Problem Description
Two players, Alice and Bob, take turns replacing '?' characters in a given even-length string with digits. Alice goes first, and the game ends when there are no '?' left. Bob wins if the sum of digits in the first half equals the sum of digits in the second half; otherwise, Alice wins. Given that both play optimally, determine the winner.
Key Insights
- The order of moves does not affect the final outcome; only the initial known digits and the count of '?' characters in each half matter.
- Each '?' can be thought of as having the potential to contribute a maximum difference of 9, but since moves alternate, each move can only secure half of that impact.

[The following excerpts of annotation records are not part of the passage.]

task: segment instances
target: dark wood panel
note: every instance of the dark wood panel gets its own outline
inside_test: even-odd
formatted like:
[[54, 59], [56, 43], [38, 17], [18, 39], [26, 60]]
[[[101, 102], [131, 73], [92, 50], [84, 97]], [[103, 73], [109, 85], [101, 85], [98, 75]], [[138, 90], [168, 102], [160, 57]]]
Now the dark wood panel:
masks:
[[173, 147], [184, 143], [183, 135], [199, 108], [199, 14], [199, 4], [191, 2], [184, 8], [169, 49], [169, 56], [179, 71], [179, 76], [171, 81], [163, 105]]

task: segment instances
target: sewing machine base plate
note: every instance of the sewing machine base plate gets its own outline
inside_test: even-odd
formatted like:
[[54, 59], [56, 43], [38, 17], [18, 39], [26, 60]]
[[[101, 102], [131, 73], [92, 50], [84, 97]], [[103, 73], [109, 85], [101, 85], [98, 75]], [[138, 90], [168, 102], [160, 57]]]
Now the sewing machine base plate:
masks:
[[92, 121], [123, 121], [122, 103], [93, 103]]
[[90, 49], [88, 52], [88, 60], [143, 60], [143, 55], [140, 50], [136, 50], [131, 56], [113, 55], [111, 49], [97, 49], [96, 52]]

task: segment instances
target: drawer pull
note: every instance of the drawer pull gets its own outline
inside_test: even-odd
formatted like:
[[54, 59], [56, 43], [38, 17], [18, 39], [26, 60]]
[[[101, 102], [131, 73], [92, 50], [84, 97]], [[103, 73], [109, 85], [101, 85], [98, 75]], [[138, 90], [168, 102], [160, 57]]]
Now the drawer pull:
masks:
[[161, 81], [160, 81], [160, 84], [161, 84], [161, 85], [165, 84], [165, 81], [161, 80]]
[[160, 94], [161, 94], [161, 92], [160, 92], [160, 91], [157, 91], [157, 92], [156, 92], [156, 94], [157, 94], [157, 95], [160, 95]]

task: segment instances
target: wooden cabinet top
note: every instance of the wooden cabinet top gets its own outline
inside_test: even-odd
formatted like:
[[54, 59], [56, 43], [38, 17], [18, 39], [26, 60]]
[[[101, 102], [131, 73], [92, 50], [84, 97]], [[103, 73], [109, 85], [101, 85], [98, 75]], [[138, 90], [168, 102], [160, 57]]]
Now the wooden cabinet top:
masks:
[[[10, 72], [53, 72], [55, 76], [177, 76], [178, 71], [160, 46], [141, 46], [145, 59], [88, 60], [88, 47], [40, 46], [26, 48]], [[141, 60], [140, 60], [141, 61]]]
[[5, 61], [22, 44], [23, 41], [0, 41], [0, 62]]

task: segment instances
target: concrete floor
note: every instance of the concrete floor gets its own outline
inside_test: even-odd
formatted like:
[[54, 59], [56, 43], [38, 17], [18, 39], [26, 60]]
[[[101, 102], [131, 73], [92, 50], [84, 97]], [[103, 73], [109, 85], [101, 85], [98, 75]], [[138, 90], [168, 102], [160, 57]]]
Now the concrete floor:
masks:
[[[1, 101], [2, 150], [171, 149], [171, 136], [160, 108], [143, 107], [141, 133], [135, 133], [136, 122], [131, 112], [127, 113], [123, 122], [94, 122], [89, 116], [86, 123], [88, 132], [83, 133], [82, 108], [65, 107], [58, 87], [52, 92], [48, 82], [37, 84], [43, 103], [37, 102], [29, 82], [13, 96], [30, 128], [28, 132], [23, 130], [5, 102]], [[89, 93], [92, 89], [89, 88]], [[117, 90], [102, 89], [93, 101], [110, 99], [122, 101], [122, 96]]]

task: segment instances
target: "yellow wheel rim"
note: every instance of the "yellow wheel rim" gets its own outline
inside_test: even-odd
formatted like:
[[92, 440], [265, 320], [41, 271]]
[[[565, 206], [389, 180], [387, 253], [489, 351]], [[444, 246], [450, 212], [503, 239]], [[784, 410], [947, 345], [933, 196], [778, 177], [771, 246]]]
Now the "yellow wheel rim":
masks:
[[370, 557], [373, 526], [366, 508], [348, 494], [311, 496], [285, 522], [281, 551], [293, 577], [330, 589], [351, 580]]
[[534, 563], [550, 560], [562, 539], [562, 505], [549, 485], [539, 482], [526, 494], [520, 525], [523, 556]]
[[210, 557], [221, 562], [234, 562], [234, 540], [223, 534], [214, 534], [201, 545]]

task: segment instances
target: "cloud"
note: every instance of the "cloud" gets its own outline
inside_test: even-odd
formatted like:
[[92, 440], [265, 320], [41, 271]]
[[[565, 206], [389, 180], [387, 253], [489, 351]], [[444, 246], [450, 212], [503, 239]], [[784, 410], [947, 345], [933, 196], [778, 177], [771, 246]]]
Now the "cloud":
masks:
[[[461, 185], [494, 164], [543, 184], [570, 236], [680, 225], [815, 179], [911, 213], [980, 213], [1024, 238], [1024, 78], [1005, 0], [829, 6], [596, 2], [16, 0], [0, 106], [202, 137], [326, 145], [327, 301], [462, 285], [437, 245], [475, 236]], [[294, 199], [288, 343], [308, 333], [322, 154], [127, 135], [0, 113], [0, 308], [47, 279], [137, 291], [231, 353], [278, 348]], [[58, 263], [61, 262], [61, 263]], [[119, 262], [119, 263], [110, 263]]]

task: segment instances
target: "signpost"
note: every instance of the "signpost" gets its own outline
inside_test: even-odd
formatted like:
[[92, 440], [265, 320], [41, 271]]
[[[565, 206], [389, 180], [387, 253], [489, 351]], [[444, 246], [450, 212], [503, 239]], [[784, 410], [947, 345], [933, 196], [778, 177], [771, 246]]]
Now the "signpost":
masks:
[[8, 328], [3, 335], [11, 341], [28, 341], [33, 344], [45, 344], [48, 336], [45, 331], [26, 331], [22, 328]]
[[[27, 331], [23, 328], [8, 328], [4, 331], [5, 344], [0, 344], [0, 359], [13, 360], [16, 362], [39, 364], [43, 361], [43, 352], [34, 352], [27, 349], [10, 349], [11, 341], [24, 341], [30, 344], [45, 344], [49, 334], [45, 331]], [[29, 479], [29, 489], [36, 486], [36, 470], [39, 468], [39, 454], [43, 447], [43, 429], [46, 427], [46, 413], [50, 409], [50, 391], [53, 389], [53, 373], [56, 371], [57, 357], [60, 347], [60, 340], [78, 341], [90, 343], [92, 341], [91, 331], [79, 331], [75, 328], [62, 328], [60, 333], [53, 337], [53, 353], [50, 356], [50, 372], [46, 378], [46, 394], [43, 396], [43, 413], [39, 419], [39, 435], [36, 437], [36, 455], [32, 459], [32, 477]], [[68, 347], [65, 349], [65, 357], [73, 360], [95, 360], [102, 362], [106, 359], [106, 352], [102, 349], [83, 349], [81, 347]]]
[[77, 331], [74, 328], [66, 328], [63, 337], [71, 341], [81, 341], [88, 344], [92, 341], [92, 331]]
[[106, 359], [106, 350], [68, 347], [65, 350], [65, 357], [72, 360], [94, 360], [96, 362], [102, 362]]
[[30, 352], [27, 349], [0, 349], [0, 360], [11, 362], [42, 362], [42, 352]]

- If we let countLeft and countRight be the number of '?' in the first and second halves and sumLeft and sumRight be the sum of known digits in the two halves, then Bob can force a draw (win) if and only if 2 * (sumLeft - sumRight) equals 9 * (countRight - countLeft).
- This is because any difference in the digit sums from known digits can be offset by strategically placing the digits 9 and 0 in the unknown positions.
Space and Time Complexity
Time Complexity: O(n), where n is the length of the string. Space Complexity: O(1), using only fixed extra space for counting.
Solution
The solution involves iterating over the string's two halves separately. For each half, sum the known digits and count the '?' characters. With these, compute the difference in sums (sumLeft - sumRight) and the difference in counts (countRight - countLeft). The balancing condition is: 2 * (sumLeft - sumRight) == 9 * (countRight - countLeft). If the condition is met, Bob can counteract any move by Alice, so Bob wins and the function returns false. Otherwise, Alice wins and the function returns true.
The key data structures used are simple counters and arithmetic operations. The algorithmic approach is greedy in that players attempt to maximize the difference when it is in their favor, but ultimately the comparison of the expected potential differences decides the outcome.